# EDLFS Hackathon
**When**: Tuesday December 13th, 3:30 ET to 6PM CT.
**Where**:
* In person at AGU (Chicago): Meet at UPDATE: Hyatt Tap Room across street from McCormick or
* Online: <https://ucsb.zoom.us/j/969805691>
We're cordinating using Slack: ask jhkennedy@alaska.edu or luis.lopez@nsidc.org for an invite. For online participation any hour should be fine.
**Context**: [Cloud computing using NASA Earthdata with Earthdata login](https://discourse.pangeo.io/t/cloud-computing-using-nasa-earthdata-with-earthdata-login/2434)
## The problem
We are trying to simplify access to NASA data behind Earthdata Login (EDL) for the PyData stack, a more detailed overview can be found in the [repo docs](https://github.com/NASA-Openscapes/edlfs). The core issues are briefly restated here:
* Most NASA Earth observing data requires authenticated HTTP access via NASA's [Earthdata Login (EDL)]((https://urs.earthdata.nasa.gov/)). However, [`fsspec`](https://filesystem-spec.readthedocs.io/en/latest/) and other Python libraries do not support EDL/OAuth2 out of the box.

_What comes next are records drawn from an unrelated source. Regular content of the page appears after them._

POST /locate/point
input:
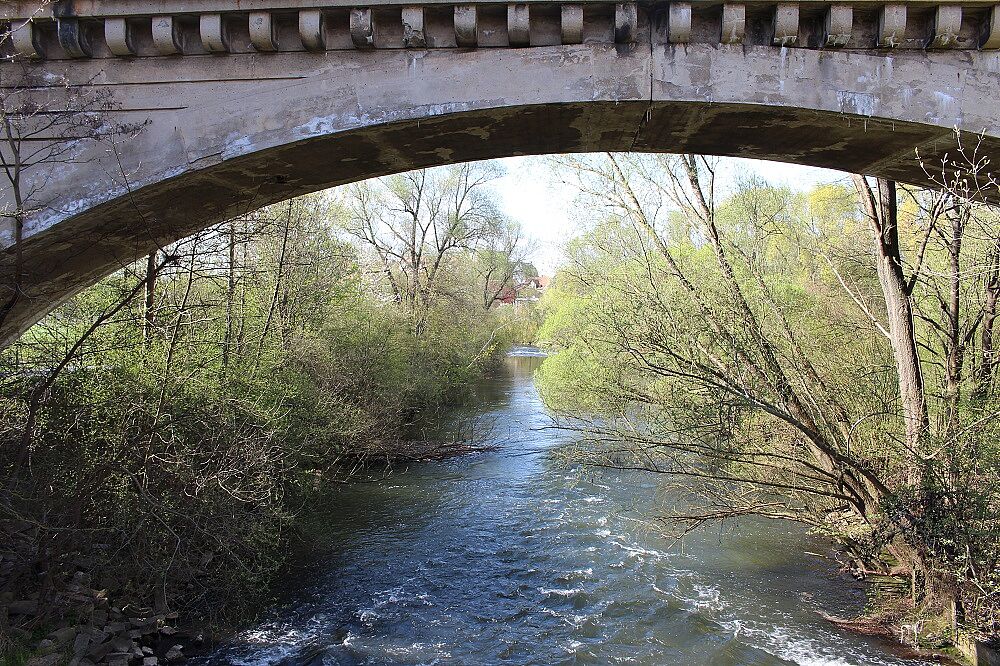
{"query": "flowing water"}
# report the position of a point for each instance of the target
(512, 557)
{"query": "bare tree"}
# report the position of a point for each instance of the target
(416, 222)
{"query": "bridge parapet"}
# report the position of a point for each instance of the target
(126, 28)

* NASA supports different access patterns for cloud-based and on-prem datasets hosted at the various [Distributed Active Archive Centers (DAACs)](https://www.earthdata.nasa.gov/eosdis/daacs), where each DAAC may support only certain access patterns and auth mechanisms.
* Handling the above two challenges for large-scale, distributed workflows with tools like Dask adds additional complications.
## Brainstorming solutions
* Developing a package (packages?) that can handle most of the use cases transparently for the users so they can open any given file using the Pageo stack as if there was no EDL in the middle. This may imply implementing a new backend for `fsspec` that is aware of EDL and S3 temporary credentials.
* Add yours! (i.e. Ask ChatGPT for a solution or hacking NASA to remove EDL altogether)
## Goals for the hackathon
* Learn about the problem and why it impacts open science workflows
* Contribute to a roadmap and gather input from the Pangeo community
* Document *exactly* the current situation - there seems to be no single unifying document that lays out the lay of the land
* Here: https://hackmd.io/T73AtFTnS4C_Ez9JfGNldA
* Start writing some test cases where EDL becomes an issue:
* Using xarray to access data from different DAACs
* Simulate a distributed Dask cluster and verify what happens if we do the same
* Connect with other people interested in simplifying access to NASA data
## Next steps
* Plan the next hackathon/sprint
* Apply to funding opportunities like a NASA ACCESS/ROSES grant.